Subject: Re: Trade deal with China reached
Why hand anyone else that kind of influence over your country when you don’t have to?

Why? Because there's no single "you" that's "handing" anyone anything. The situation arises from the free market transactions of millions of people and countless firms. And there's no political will to have the government intervene to override those choices.

Think about it - what could you possibly have had the government do in, say, 1967 that would have been material enough to have blocked the negative effects of the OPEC oil embargo? Would you have been able to pass a whopping big gas tax doubling the price? CAFE standards that would have forced domestic car companies to stop building the big cars consumers wanted and instead start building fuel-sipping econoboxes - before there had ever been an oil crisis and while gas was still cheap? Bah - they would have called anyone who proposed it a communist and run them out of town.

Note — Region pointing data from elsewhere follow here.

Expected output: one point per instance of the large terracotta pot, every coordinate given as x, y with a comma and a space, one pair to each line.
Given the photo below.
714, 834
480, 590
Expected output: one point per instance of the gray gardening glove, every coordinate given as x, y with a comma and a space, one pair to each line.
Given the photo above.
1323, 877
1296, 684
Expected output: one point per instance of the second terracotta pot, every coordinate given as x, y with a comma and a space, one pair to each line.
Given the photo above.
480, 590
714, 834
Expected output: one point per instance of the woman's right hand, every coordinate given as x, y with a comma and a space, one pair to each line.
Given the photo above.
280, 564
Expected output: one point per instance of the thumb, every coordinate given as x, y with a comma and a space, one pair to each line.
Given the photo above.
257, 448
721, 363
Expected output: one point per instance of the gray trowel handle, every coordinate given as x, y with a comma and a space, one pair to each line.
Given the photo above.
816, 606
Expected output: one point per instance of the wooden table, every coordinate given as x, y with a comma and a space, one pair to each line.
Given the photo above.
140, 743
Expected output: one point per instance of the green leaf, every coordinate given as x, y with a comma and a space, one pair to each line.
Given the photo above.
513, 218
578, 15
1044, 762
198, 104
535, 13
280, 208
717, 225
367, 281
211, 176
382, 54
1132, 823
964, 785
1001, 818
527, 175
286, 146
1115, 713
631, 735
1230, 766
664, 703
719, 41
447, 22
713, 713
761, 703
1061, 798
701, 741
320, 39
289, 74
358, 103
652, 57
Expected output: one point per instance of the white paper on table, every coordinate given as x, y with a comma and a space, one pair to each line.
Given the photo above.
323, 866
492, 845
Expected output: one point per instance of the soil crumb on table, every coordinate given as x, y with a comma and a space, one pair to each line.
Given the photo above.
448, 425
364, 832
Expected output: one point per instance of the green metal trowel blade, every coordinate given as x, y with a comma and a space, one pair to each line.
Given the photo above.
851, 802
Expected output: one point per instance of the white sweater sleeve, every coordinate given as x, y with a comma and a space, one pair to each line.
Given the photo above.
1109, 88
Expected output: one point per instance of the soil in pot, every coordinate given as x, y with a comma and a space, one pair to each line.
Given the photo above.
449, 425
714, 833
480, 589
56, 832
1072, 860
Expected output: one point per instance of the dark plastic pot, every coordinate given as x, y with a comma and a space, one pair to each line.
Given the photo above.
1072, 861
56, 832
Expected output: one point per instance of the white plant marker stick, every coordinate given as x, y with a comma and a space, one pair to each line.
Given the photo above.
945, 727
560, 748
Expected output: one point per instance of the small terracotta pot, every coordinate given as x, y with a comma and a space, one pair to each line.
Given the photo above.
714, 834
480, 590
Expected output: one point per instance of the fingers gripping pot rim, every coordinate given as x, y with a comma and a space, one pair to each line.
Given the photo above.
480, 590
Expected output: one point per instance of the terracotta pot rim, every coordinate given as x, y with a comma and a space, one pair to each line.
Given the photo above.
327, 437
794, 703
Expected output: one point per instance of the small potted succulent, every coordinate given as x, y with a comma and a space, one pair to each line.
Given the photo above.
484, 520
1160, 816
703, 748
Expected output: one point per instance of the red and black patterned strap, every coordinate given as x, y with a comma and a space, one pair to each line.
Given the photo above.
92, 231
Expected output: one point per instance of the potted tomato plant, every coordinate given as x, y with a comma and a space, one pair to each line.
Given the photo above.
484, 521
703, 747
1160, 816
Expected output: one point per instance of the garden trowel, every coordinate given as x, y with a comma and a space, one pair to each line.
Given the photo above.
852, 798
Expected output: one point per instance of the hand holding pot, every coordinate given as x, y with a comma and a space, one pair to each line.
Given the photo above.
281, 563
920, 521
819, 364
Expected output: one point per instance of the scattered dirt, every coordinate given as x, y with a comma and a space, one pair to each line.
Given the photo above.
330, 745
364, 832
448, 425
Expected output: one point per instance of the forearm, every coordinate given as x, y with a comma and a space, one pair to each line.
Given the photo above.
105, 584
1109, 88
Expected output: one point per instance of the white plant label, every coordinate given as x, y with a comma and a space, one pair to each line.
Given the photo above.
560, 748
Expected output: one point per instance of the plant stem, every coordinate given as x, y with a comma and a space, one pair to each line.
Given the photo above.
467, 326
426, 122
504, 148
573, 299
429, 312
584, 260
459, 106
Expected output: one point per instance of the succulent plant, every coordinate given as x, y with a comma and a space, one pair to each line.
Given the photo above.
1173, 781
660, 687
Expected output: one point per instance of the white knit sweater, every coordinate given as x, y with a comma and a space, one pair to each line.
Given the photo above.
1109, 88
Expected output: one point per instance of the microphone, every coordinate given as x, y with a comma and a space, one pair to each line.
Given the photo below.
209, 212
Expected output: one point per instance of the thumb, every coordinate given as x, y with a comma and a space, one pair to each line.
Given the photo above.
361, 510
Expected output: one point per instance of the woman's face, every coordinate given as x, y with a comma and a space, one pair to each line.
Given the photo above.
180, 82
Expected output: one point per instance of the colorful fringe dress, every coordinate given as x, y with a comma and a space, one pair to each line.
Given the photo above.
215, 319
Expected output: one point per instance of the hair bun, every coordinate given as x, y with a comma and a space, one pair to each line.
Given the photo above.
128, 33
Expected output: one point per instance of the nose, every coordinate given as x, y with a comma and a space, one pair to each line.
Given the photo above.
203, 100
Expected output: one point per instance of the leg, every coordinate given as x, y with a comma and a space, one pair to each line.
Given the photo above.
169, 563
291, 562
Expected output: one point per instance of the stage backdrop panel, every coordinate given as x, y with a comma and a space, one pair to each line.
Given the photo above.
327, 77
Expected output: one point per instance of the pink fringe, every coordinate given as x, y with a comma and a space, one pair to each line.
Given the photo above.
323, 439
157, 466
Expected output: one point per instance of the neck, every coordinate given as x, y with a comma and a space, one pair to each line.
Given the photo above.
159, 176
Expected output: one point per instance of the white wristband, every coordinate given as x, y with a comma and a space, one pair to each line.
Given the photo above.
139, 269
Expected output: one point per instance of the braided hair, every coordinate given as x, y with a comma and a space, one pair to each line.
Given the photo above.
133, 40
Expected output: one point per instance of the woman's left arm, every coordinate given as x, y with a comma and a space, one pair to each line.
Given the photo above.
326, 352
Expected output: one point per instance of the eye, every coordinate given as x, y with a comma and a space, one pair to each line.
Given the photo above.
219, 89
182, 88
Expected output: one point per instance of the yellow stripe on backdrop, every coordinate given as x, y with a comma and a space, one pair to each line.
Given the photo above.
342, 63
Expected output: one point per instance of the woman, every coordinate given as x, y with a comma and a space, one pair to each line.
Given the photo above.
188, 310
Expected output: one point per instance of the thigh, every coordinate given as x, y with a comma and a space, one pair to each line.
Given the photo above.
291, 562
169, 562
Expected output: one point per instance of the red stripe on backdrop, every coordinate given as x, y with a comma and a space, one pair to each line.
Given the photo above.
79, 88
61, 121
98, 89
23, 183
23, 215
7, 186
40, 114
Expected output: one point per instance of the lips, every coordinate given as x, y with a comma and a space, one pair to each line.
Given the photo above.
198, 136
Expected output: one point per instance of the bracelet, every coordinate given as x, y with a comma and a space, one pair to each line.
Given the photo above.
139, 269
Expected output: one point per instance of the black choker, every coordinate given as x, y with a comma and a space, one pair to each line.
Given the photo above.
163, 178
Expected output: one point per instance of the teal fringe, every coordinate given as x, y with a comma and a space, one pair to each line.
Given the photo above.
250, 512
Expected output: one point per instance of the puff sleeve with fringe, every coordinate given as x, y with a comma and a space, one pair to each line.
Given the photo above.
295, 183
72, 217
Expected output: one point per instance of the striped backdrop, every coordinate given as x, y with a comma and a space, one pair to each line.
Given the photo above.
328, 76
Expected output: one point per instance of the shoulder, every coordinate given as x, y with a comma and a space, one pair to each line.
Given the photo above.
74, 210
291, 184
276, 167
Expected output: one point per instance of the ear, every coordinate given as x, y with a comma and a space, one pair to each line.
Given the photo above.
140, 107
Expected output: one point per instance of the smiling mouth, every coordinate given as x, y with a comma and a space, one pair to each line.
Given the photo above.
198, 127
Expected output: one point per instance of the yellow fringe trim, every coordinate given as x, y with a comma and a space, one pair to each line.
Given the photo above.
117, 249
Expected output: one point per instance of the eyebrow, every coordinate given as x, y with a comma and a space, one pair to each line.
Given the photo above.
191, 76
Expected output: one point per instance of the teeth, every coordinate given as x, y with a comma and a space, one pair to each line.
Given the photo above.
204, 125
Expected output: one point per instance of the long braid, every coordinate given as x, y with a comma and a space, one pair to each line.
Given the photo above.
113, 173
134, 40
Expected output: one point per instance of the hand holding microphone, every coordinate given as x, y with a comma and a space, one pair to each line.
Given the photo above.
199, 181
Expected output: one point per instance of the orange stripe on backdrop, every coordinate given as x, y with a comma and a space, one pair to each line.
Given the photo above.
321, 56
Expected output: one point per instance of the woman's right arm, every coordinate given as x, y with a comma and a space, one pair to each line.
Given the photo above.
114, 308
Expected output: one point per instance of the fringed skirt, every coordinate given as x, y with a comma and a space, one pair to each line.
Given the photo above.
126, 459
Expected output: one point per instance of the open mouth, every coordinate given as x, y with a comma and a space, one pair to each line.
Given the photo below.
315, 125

Consider the same thing with PPE (for example) in 2018 or so. To get major PPE makers to reshore to the U.S., you'd need to have created a massive subsidy program to make it economically viable for manufacturers to consider moving their very low-tech products back to America. Even then, it might not be enough just to subsidize the PPE makers - because they would need to be able to get all their components made for them, and it might not be viable to have those still being produced overseas (nor would it solve your security problem if they were). So it's not just the companies that make the PPE - it's all the companies that make the fibers and fabrics and fasteners and latex and what have you that have to get subsidized. And the companies that make the machines and tools that these companies need from time to time. You need to come up with a program that's big enough to make all of those folks - the PPE makers and the ecosystem that makes them function - economically viable for them to locate in the US more than they are today. Harder still, these have to be durable enough that they can be confident that those subsidies are lasting for years and years to make it worthwhile for them to invest in factories and disrupt their current supply arrangements so that they know they won't get whipsawed a few years in. Remember, these aren't subsidies to promote a new industry - the subsidies have to last indefinitely, because as soon as the subsidies go away it won't be economical for the companies to keep making the products here.

You think that's getting past Chip Roy and the Freedom Caucus...much less survives Elon Musk's manic twenty-somethings who are looking for "waste" to "delete, delete, delete"? A massive subsidy program for companies to make gloves and masks and all the things that go into them in the US for gazillions of dollars per job?

There's a name for people who want the government to significantly intervene in free market outcomes in order to pursue some broader public good that is different from what the market participants would do if left on their own: liberals.

If you wanted something like this to happen, you would need to empower the federal government to survey the entire breadth of the market, identify whole sectors of manufacturing that create a vulnerability in case of embargo (PPE! Medicines! Semiconductors! Durable magnets! Electric machinery!), pick the winners and losers among the various industries and industry participants, shovel massive amounts of subsidies to all those private companies to give them enough incentive to reshore in sufficient quantities to ameliorate the vulnerability, and make those subsidies enough of a durable entitlement that the companies can be sure that they'll last long enough to justify the reshoring.

Which faction of which party does that sound like to you? That's why I keep pointing to Bernie Sanders - this type of robust and muscular national industrial policy fits exactly with his political philosophy, and it would be anathema to virtually every modern elected Republican.